3/15/13

Schtuffs happenin': THE SEQUEL TO THE SEQUEL!

Is there a word for the sequel to the sequel? I wonder. I'm going to go look it up.......

THERE ISN'T. In the words of Peregrine Took: "I'm getting one."

I have just invented a new word: Teritiqeul. It means the sequel after the sequel. Let's all use this word as much as possible, and maybe someday it will be in the dictionary.

I CAN'T WAIT FOR THE TERITIQUEL OF THE HOBBIT TO COME OUT!

See? You could use it in just about any sentence.

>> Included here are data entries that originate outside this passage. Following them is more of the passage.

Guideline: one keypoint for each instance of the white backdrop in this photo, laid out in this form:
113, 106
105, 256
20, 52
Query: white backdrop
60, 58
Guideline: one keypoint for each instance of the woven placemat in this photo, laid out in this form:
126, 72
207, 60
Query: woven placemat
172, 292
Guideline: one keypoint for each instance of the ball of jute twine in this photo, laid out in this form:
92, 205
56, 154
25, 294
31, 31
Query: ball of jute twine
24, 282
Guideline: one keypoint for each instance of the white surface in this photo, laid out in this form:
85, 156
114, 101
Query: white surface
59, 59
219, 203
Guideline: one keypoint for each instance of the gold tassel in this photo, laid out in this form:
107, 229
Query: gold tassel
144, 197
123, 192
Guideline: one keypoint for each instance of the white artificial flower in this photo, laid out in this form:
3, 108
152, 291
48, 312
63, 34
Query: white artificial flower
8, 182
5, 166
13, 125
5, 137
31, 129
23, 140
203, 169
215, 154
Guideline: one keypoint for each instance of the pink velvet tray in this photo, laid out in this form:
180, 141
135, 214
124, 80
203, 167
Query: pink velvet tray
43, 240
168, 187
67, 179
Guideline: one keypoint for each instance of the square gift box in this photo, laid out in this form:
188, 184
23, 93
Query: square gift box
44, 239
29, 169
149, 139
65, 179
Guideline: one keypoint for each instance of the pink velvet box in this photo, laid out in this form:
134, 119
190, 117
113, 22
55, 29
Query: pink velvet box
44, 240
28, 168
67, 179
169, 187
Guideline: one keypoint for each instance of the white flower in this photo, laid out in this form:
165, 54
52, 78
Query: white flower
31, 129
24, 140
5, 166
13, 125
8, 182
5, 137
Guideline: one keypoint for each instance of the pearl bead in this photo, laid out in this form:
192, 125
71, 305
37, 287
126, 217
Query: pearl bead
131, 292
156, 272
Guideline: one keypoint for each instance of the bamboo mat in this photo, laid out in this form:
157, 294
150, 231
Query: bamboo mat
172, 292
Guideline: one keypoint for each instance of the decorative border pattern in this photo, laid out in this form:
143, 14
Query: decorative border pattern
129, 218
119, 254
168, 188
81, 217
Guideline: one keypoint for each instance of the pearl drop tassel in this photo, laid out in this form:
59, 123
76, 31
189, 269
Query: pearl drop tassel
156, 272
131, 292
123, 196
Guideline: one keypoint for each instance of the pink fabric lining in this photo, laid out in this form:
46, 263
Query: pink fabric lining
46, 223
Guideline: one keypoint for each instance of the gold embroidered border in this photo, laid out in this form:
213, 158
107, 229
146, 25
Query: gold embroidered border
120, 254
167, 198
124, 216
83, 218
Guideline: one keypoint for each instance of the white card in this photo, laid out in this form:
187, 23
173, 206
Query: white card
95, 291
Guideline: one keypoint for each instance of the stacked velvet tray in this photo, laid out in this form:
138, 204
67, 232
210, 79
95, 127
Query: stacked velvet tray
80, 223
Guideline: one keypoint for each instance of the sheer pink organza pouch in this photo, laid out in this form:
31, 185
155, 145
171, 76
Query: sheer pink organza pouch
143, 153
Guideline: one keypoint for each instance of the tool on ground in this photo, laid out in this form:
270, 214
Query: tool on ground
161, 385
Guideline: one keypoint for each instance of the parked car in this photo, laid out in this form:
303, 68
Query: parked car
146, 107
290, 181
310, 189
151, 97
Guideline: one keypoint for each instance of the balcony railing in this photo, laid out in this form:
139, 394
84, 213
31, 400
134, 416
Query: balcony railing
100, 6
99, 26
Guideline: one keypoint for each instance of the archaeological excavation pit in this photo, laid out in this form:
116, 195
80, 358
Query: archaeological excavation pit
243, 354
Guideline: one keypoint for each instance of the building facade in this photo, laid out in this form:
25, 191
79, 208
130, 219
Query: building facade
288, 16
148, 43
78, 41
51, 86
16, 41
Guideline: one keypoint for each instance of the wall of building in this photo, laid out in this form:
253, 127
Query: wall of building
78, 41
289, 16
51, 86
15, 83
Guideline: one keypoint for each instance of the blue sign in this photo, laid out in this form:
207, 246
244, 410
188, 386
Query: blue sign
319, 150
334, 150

On a totally unrelated note, I think that it should be publicly proclaimed, to all the citizens of the world, that I DO NOT HAVE A GIRLFRIEND. If I speak of a girlfriend, I am referring to my airsoft AK, Macy, who I have dubbed my "girlfriend." If any things happens concerning my relationships with the opposite sex, I will let you know.

My face is not your face, so quit trying to gain legal access to my face, and go get your own. Otherwise I'll eat you face, and then you won't even have a face at all, and you definitely wouldn't have my face. So, just to recap, STAY AWAY FROM MY FACE. Especially with you little dirty hands and stuff.. ew. STOP STROKING MY FACE. STOP KISSING MY FACE. STOP EATING MY FACE. Just don't touch my face at all, okay? Seriously, constant face fondling it just rude. Abstain from your vile ways, ungoliant.

Ignore everything I just said (except the stuff about not touching my face).

GUY ON A BUFFALO-O-O!
That's right. A guy riding a buffalo. He has no name, unless his name is "Guy", but that would be a major coincidence.
Seriously, think about it. Just for a moment. Please?